Throughout Africa one of the main vectors that carry Lymphatic Filariasis (LF) is the Anopheles mosquito, which also carries the malaria parasite. The Carter Center has been promoting use of insecticide treated nets (ITNs) for many years as part of its LF control efforts, but others may not have gotten the message.
The global community is targeting LF for elimination in 2020. The primary strategy is mass drug administration annually with ivermectin and albendazole. The plan is that up to seven annual rounds of drug distribution in endemic communities where 90% of population coverage is achieved is necessary to stop LF transmission. The Carter Center explains that distribution of long-lasting insecticidal bed nets (LLINs) protects pregnant women and children who cannot take drug treatment.
The LF strategy often builds on and integrates with onchocerciasis control efforts where these diseases overlap. The community directed treatment with ivermectin (CDTI) model pioneered by the African Program for Onchocerciasis Control (APOC), wherein communities or villages plan together the distribution process including selecting their own community directed distributors (CDDs). This model has also been used to distribute ITNs.
A second component of the LF strategy is morbidity management which focuses on enhanced personal hygiene or cleaning of the parts of the body that experience lymphedema. Another aspect uses surgery to address some of the worst effects, hydrocele. While this component does not ‘control’ LF, it is a necessary effort to reduce suffering and the negative stigma from the disease.
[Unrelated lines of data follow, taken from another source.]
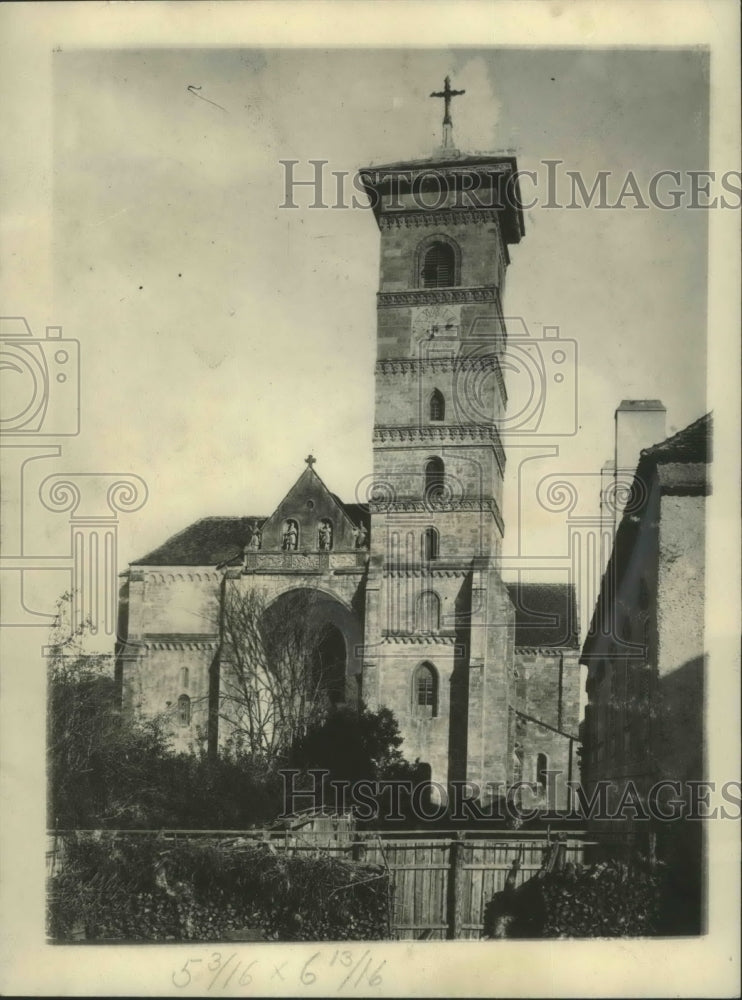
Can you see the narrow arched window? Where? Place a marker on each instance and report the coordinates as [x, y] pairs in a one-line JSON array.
[[428, 612], [434, 475], [439, 266], [184, 710], [430, 544], [542, 765], [425, 694], [437, 406]]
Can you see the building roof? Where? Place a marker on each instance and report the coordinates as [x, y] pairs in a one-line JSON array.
[[212, 541], [545, 614], [207, 542], [692, 444]]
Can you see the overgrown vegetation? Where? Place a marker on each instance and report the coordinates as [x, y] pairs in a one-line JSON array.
[[145, 888], [109, 770], [609, 899]]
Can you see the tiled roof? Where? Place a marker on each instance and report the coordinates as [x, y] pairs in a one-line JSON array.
[[215, 540], [207, 542], [692, 444], [545, 614]]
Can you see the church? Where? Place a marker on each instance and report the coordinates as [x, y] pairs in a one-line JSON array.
[[481, 674]]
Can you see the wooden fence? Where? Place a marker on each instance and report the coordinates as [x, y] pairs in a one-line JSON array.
[[442, 884]]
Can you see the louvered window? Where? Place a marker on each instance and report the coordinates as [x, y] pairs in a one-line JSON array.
[[184, 710], [439, 266], [430, 544], [426, 693], [434, 479]]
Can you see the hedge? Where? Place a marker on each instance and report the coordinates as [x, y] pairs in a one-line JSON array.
[[610, 899], [142, 888]]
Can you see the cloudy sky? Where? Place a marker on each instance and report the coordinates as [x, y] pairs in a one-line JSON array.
[[223, 337]]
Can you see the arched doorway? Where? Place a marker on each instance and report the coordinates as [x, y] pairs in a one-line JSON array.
[[330, 665]]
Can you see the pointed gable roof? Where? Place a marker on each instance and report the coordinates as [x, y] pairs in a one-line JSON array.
[[308, 503]]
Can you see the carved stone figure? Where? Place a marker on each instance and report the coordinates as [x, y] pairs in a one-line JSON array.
[[290, 537], [255, 539], [325, 536]]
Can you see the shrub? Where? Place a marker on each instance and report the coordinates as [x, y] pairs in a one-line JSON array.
[[146, 888]]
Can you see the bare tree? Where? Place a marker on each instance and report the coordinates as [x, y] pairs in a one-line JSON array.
[[275, 679]]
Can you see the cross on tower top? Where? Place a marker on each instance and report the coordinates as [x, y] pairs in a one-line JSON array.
[[447, 93]]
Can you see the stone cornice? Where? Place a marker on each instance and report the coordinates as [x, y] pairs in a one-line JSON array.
[[466, 363], [419, 639], [442, 434], [423, 572], [449, 363], [177, 640], [546, 650], [172, 574], [438, 217], [437, 296]]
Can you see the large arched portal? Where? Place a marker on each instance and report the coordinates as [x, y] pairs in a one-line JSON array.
[[324, 637]]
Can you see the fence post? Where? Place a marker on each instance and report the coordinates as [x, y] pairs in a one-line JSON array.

To judge whether transmission has stopped and elimination has been achieved Transmission Assessment Surveys (TAS) are conducted with rapid diagnostic tests on young children after at least 5 years of MDA in a community. Specifically WHO recommends an implementation unit must have completed five effective rounds of annual MDA defined as achieving rates of drug coverage exceeding 65% in the total population.
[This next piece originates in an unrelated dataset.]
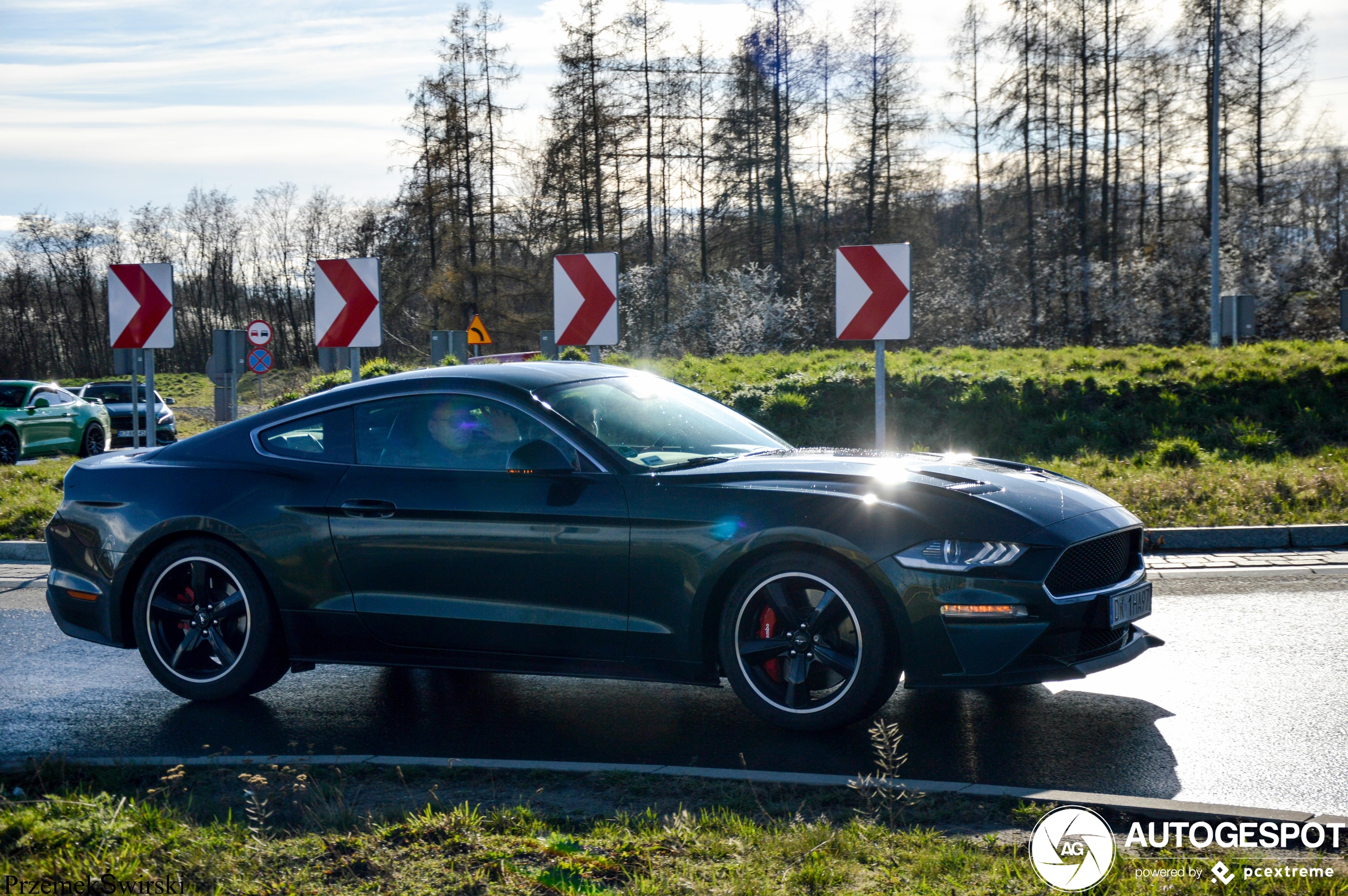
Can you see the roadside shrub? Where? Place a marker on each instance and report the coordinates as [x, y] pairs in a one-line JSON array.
[[1254, 441], [1179, 453], [378, 367]]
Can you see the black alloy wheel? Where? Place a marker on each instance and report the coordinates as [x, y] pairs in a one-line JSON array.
[[93, 441], [205, 625], [804, 645]]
For example the Carter Center in Support of the Nigerian Federal Ministry of Health worked in Plateau and Nasarawa States through community health education, delivery of long lasting insecticide-treated nets (LLINs) and 33 million drug treatments for lymphatic filariasis and river blindness between 2000 and 2011. “In 2012, it was confirmed (through TAS) that lymphatic filariasis transmission had stopped. Post-treatment surveillance is currently underway to assure that the parasite is not reintroduced into the area.”
Another component of the assessment process is yet to be fully realized. That is the testing of mosquitoes for the presence of microfilariae. This indirectly implies an important role in preventing human-vector contact as would be achieved through the use of ITNs as well as indoor residual spray (IRS).
Vector control can benefit more than one disease. Integrated vector management is seen as a key tool to prevent reintroduction of LF in areas where anopheles mosquitoes carry the disease and where ITN campaigns are successful.
Ultimately the key to benefiting from the disease control synergies provided by insecticide-treated nets is an understanding what if any effect nets have on transmission. This poses a challenge in terms of separating it from the effect of MDAs as well as the fact that MDAs are time-limited. As MDAs are still underway in many places it is incumbent on program managers to monitor and evaluate the impact of all activities, treatment and vector control, over the next decade to determine the success of eliminating LF and hopefully malaria, too.